Tuesday, March 31, 2009

To the Three

This is a letter I just finished writing to the three men the Lord used to bring redemption to our marriage nine years ago. It was 4:00 in the morning when I began writing, awoken with this on my heart...

To Jon, Jeremy and Stephen,

I find my cup overflowing with thankfulness for the three of you, as I'm awoken this Tuesday morning. I've heard Gavin say on multiple occasions that had the three of you patted him on the back that dark October night in 2000, and told him not to feel bad - everything was going to be okay, that the two of us would most likely not be where we are today. Through your love the Lord brought redemption to our marriage that we continue to walk out - that night.

I always dreamed of having a husband that was a spiritual leader, loved me and our children - but truly, I never imagined a husband and father as amazing as Gavin is, and is continuing to become. I was flipping through one of the random bibles we have lying around the house in the middle of the night recently and was led to Hebrews... it was the very bible that Gavin had used during those three days of death. It was marked up with red pen and at one point a line was drawn to the bottom of the page, pointing to words he had written, "I am an adulterer". My heart sank and at the same time was overwhelmed with thankfulness. It sank because my heart hurt for the man that wrote those words, in great pain and revelation, and was overwhelmed because that is not the man I am married to anymore...nor have been since that day.

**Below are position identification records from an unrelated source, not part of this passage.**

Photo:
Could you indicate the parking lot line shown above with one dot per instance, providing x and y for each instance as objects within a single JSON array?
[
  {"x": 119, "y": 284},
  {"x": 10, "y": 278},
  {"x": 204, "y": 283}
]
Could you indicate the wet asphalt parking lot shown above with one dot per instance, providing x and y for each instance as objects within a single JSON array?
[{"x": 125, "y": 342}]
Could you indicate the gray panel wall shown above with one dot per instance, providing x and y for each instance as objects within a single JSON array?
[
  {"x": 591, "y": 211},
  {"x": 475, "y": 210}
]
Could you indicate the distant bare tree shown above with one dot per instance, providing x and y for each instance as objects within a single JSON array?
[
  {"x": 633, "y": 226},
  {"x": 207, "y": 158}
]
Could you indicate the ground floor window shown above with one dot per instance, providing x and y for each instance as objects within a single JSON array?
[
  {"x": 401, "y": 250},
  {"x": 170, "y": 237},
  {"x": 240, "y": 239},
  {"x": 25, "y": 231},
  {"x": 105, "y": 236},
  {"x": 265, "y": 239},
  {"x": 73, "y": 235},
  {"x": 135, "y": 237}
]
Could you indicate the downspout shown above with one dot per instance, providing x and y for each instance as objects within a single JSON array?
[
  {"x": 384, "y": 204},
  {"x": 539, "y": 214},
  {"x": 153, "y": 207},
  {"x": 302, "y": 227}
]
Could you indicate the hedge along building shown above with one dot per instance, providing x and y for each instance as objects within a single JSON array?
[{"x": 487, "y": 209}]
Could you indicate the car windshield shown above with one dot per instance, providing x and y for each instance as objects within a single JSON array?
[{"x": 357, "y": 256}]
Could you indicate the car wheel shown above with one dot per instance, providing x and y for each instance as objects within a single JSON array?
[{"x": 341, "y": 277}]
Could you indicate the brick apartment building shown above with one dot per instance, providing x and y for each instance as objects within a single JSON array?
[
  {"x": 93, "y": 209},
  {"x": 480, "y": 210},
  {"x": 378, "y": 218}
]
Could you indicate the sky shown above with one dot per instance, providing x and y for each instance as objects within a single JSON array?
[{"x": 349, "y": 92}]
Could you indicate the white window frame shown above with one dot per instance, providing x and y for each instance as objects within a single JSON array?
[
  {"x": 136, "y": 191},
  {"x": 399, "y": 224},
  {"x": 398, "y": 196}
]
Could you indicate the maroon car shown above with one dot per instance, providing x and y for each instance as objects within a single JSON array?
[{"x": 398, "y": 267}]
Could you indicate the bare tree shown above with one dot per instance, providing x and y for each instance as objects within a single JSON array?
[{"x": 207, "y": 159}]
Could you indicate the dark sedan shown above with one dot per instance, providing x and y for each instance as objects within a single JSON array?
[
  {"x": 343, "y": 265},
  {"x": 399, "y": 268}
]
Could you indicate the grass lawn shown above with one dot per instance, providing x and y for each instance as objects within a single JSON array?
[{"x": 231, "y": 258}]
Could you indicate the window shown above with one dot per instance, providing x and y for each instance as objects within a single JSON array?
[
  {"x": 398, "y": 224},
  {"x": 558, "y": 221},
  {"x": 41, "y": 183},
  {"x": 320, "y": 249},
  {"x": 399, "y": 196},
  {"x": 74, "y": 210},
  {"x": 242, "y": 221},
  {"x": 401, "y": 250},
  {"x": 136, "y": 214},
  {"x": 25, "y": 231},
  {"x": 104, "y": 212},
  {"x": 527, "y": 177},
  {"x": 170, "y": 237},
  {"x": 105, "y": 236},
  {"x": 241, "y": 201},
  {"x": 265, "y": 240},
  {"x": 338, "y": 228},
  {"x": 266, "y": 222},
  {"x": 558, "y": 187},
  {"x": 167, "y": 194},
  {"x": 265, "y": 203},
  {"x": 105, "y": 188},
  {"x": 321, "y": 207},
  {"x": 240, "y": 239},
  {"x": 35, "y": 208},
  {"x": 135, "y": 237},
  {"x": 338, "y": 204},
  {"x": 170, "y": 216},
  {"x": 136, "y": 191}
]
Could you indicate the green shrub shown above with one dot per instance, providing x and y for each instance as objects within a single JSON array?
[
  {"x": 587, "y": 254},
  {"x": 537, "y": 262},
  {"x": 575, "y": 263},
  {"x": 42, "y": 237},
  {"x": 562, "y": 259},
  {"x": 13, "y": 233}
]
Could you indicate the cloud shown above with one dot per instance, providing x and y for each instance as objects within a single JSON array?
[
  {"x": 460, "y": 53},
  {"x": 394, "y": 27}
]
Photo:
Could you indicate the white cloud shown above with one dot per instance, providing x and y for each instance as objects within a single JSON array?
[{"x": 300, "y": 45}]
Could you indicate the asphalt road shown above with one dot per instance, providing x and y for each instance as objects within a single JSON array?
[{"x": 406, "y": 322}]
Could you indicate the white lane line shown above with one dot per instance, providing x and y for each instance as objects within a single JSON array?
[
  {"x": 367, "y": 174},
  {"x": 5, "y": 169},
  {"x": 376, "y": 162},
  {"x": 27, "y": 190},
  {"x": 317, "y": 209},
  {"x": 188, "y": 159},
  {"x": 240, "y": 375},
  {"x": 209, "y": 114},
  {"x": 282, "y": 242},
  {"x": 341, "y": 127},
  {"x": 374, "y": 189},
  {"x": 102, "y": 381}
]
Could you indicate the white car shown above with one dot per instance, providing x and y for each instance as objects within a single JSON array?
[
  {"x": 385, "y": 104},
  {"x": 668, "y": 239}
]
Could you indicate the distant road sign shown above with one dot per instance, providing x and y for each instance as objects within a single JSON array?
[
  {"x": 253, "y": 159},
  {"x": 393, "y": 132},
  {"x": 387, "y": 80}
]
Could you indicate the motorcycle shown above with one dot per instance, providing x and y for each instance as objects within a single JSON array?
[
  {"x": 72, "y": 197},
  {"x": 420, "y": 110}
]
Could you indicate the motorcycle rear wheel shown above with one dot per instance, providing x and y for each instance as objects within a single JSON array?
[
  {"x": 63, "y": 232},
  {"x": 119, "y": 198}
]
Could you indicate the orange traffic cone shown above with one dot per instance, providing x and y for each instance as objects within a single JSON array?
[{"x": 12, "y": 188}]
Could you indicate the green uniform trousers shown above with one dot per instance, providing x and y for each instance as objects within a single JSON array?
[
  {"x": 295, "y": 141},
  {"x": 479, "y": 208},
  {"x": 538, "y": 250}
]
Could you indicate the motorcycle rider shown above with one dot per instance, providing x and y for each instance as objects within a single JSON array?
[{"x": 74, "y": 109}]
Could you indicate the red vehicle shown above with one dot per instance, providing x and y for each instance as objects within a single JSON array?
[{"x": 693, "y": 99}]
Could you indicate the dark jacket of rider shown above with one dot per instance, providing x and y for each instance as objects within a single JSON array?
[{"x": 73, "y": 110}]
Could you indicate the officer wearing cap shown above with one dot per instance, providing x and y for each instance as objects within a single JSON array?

In our current community we are dealing with a need for church discipline. We have gotten a LOT of push back. There is a severe lack of understanding where church discipline is concerned. Too many are focused on the Grace of our Lord Jesus and fail to realize that very grace is not extended unless there is repentance. The prayer of my heart is that the Lord would rise up His body to come around this family in need. He is stirring, and has been for some time. We're so thankful to see all that He is doing - but this family hangs over a flaming fire that is hungry to devour it... Though the mom and her four children are living with us, and have been since January, we had no previous relationship with them. Gavin has done his part faithfully, but the Body is what is needed and sorely lacking. Church discipline, done properly and led by the Spirit, has almost completely disappeared from our current religious structure - this is the most damning aspect of the modern "church".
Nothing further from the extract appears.